A court in India has sentenced senior Kashmiri separatist leader Yasin Malik to life imprisonment after convicting him of funding terrorism.
He was found guilty of participating in and funding terrorist acts and involvement in a criminal conspiracy.
Malik told the court he gave up arms in the 1990s.
Tens of thousands of people have been killed in Muslim-majority Kashmir since an armed revolt against rule by India, which is mostly Hindu, erupted in 1989.
The court in the capital Delhi gave Malik 56 two life sentences and five 10-year jail terms, all to be served concurrently.
India’s National Investigating Agency (NIA), which deals with anti-terror crimes, had demanded the death penalty for Malik, the leader of the pro-independence Jammu and Kashmiri Liberation Front (JKLF).

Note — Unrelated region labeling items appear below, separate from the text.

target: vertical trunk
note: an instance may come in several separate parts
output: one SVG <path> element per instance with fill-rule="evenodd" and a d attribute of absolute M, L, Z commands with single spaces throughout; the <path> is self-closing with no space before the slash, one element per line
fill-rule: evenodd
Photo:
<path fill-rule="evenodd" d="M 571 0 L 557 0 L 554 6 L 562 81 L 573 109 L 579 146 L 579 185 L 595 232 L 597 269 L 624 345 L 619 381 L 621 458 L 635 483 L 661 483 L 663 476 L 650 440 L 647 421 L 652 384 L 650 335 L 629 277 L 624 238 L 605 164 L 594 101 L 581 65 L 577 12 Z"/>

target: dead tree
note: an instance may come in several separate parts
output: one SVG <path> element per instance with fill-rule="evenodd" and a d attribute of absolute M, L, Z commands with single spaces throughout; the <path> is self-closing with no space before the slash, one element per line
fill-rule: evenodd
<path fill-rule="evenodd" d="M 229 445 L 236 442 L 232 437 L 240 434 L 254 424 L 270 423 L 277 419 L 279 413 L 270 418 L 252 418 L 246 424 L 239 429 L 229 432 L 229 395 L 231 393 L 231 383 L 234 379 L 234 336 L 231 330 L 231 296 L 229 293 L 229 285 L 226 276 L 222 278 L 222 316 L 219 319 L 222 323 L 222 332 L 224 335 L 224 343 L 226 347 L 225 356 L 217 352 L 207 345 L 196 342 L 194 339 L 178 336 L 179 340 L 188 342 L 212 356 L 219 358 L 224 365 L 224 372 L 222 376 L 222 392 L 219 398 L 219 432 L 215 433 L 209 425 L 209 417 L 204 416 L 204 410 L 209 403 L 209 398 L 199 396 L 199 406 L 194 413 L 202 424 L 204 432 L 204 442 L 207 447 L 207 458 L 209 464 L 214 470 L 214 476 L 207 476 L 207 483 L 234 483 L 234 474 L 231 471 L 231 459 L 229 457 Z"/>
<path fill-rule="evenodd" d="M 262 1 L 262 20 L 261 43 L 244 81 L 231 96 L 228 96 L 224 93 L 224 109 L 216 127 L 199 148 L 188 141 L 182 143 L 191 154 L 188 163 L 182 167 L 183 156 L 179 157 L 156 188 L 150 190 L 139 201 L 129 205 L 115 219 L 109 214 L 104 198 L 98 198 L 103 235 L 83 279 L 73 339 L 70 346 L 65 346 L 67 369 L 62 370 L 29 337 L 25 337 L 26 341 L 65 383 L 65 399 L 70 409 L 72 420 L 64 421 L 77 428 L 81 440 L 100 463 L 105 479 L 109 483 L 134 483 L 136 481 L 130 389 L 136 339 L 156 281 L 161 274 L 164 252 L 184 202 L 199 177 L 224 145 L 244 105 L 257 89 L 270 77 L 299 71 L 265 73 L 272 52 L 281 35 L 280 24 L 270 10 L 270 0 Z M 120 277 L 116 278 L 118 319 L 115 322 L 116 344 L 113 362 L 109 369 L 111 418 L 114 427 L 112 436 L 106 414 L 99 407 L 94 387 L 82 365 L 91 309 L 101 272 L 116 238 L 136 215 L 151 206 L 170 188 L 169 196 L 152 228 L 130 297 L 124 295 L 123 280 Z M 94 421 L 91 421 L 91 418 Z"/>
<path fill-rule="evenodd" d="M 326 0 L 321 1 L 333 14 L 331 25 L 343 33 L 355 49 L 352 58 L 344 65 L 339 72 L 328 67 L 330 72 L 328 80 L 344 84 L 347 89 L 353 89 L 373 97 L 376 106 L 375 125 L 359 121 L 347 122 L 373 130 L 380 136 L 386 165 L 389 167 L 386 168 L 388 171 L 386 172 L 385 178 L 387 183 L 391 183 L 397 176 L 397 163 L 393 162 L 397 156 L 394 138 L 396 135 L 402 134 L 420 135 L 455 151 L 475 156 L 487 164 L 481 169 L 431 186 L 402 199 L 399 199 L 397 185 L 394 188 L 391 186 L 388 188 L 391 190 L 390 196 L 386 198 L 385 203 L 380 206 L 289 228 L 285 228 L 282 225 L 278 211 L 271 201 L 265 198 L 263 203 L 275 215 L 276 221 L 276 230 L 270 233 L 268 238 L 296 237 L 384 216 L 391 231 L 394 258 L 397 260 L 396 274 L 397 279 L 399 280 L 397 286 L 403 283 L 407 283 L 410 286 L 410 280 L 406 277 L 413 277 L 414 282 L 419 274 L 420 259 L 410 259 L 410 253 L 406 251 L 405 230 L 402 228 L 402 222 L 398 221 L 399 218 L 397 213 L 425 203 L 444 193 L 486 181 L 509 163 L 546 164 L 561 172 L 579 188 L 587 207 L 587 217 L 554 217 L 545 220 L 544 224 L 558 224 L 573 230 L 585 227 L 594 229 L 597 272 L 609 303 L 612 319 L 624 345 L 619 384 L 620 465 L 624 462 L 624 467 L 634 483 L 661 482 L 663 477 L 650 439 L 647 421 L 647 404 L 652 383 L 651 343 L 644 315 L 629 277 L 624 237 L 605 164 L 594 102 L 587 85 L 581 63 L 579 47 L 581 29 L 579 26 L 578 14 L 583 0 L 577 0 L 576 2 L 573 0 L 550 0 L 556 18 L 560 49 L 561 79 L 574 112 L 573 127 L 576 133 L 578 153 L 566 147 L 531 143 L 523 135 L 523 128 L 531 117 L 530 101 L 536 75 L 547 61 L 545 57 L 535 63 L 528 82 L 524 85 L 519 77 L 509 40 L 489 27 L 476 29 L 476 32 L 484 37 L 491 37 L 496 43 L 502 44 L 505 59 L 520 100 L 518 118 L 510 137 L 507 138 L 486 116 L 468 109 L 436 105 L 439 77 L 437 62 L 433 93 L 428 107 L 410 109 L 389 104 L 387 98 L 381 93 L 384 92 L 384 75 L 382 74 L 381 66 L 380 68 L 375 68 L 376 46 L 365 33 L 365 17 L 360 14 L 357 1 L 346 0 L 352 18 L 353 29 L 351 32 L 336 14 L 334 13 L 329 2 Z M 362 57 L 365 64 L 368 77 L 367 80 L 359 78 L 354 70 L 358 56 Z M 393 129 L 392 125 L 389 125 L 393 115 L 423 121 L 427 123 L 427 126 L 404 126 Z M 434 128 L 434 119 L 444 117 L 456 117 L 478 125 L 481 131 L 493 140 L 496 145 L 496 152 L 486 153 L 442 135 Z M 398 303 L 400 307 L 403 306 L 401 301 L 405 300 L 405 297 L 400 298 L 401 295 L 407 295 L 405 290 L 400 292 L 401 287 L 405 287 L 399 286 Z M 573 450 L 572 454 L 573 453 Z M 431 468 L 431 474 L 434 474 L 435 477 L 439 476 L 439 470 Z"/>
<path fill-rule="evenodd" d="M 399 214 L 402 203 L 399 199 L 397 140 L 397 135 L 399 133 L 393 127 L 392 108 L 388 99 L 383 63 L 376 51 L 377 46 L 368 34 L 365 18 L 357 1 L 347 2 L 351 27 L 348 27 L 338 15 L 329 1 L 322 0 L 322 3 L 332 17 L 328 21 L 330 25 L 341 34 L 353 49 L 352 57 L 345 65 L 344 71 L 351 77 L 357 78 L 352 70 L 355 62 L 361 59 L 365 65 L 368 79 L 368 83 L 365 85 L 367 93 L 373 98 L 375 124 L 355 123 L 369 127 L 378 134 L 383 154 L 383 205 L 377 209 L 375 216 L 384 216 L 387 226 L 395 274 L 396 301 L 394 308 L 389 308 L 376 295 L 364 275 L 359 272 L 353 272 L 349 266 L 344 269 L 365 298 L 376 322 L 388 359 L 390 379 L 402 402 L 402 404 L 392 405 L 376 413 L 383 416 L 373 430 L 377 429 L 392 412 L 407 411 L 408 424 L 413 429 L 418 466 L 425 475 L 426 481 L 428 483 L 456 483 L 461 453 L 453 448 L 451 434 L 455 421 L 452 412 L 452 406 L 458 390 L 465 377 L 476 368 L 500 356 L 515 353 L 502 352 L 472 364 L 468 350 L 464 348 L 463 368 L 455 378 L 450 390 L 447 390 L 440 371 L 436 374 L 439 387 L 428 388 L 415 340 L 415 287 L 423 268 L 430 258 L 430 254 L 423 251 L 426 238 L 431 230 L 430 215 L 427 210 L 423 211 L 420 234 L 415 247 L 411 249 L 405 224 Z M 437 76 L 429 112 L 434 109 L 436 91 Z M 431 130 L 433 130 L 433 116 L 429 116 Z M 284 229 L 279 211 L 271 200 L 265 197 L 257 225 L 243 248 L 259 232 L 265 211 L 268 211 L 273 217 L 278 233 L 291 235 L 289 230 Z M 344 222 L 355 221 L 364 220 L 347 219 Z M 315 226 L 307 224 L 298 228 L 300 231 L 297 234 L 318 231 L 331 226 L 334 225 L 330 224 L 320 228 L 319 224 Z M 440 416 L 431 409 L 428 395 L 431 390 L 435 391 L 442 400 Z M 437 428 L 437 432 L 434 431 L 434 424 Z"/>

The defence had asked for life imprisonment.
Malik was arrested shortly after the JKLF was banned in 2019.
He did not contest the charges brought against him under the stringent Unlawful Activities Prevention Act (UAPA), as well as sedition and criminal conspiracy charges.
Malik told the court that after giving up weapons in 1994, he had “followed the principles of Mahatma Gandhi.
Since then, I have been following non-violent politics in Kashmir.”
He challenged the Indian intelligence agencies to prove that he had been involved in any terror activity since then.
Some of the acts for which he was convicted took place in 2016, prosecutors alleged.
Other charges date back over three decades.